For that I have to import mpl_toolkits.mplit3d, but I get this error:
ValueError Traceback (most recent call last)
<ipython-input-3-c39f93eee133> in <module>()
----> 1 get_ipython().magic('matplotlib notebook')
2 from pylab import *
3 from mpl_toolkits.mplot3d import Axes3D
4
5 Lp = 200
/usr/local/lib/python3.4/dist-packages/IPython/core/interactiveshell.py in magic(self, arg_s)
2334 magic_name, _, magic_arg_s = arg_s.partition(' ')
2335 magic_name = magic_name.lstrip(prefilter.ESC_MAGIC)
-> 2336 return self.run_line_magic(magic_name, magic_arg_s)
2337
2338 #-------------------------------------------------------------------------
/usr/local/lib/python3.4/dist-packages/IPython/core/interactiveshell.py in run_line_magic(self, magic_name, line)
2255 kwargs['local_ns'] = sys._getframe(stack_depth).f_locals
2256 with self.builtin_trap:
-> 2257 result = fn(*args,**kwargs)
2258 return result
2259
/usr/local/lib/python3.4/dist-packages/IPython/core/magics/pylab.py in matplotlib(self, line)
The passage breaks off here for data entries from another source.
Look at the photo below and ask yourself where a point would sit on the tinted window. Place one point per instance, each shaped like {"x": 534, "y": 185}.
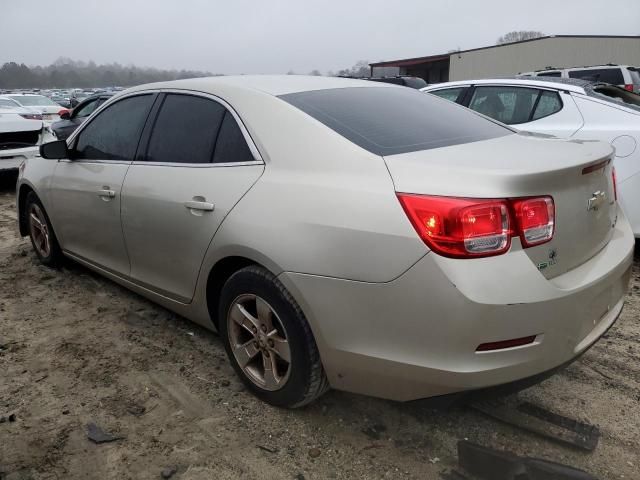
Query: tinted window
{"x": 231, "y": 145}
{"x": 607, "y": 75}
{"x": 114, "y": 133}
{"x": 86, "y": 109}
{"x": 415, "y": 82}
{"x": 185, "y": 130}
{"x": 510, "y": 105}
{"x": 388, "y": 121}
{"x": 450, "y": 94}
{"x": 548, "y": 104}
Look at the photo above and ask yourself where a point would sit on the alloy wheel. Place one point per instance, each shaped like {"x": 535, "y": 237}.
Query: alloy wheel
{"x": 259, "y": 342}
/usr/local/lib/python3.4/dist-packages/IPython/core/magic.py in <lambda>(f, *a, **k)
191 # but it's overkill for just that one bit of state.
192 def magic_deco(arg):
--> 193 call = lambda f, *a, **k: f(*a, **k)
194
195 if callable(arg):
/usr/local/lib/python3.4/dist-packages/IPython/core/magics/pylab.py in matplotlib(self, line)
98 print("Available matplotlib backends: %s" % backends_list)
99 else:
--> 100 gui, backend = self.shell.enable_matplotlib(args.gui)
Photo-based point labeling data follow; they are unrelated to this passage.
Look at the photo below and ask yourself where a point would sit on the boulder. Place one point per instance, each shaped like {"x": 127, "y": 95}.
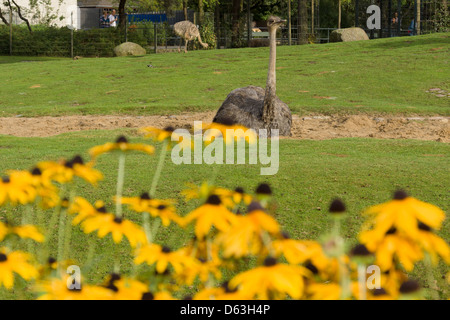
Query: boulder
{"x": 129, "y": 49}
{"x": 348, "y": 34}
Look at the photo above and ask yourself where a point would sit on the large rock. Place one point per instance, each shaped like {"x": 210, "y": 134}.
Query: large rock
{"x": 348, "y": 34}
{"x": 129, "y": 49}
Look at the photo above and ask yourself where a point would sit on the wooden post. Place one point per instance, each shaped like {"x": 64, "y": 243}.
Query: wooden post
{"x": 289, "y": 24}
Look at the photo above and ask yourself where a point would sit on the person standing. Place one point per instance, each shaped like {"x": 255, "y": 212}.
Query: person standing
{"x": 112, "y": 19}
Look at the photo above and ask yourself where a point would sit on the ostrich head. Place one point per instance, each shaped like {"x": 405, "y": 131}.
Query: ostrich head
{"x": 275, "y": 22}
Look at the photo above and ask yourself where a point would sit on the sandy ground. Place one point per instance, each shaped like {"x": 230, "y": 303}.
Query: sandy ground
{"x": 307, "y": 127}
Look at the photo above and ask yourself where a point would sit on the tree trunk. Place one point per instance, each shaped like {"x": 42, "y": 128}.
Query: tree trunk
{"x": 302, "y": 22}
{"x": 235, "y": 16}
{"x": 339, "y": 15}
{"x": 185, "y": 9}
{"x": 122, "y": 15}
{"x": 418, "y": 17}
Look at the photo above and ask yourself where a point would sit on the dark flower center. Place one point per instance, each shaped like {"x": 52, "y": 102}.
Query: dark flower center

101 self._show_matplotlib_backend(args.gui, backend)
102
/usr/local/lib/python3.4/dist-packages/IPython/core/interactiveshell.py in enable_matplotlib(self, gui)
3130 gui, backend = pt.find_gui_and_backend(self.pylab_gui_select)
3131
-> 3132 pt.activate_matplotlib(backend)
3133 pt.configure_inline_support(self, backend)
3134
/usr/local/lib/python3.4/dist-packages/IPython/core/pylabtools.py in activate_matplotlib(backend)
270 # the rcParam to update. This needs to be set *before* the module
271 # magic of switch_backend().
--> 272 matplotlib.rcParams['backend'] = backend
273
274 import matplotlib.pyplot
/usr/lib/python3/dist-packages/matplotlib/__init__.py in __setitem__(self, key, val)
808 warnings.warn(self.msg_depr_ignore % (key, alt))
809 return
--> 810 cval = self.validate[key](val)
811 dict.__setitem__(self, key, cval)
812 except KeyError:
/usr/lib/python3/dist-packages/matplotlib/rcsetup.py in validate_backend(s)
144 return s
145 else:
--> 146 return _validate_standard_backends(s)
147
148 validate_qt4 = ValidateInStrings('backend.qt4', ['PyQt4', 'PySide'])
/usr/lib/python3/dist-packages/matplotlib/rcsetup.py in __call__(self, s)
55 return self.valid[s]
56 raise ValueError('Unrecognized %s string "%s": valid strings are %s'
---> 57 % (self.key, s, list(self.valid.values())))
58
59
ValueError: Unrecognized backend string "nbagg": valid strings are ['GTK', 'template', 'svg', 'Qt4Agg', 'GTK3Cairo', 'emf', 'WX', 'GTK3Agg', 'CocoaAgg', 'WebAgg', 'TkAgg', 'agg', 'gdk', 'GTKAgg', 'cairo', 'ps', 'pdf', 'pgf', 'WXAgg', 'MacOSX', 'GTKCairo']
I really dont know what that means.
Obviously, I have this package, so what is the problem?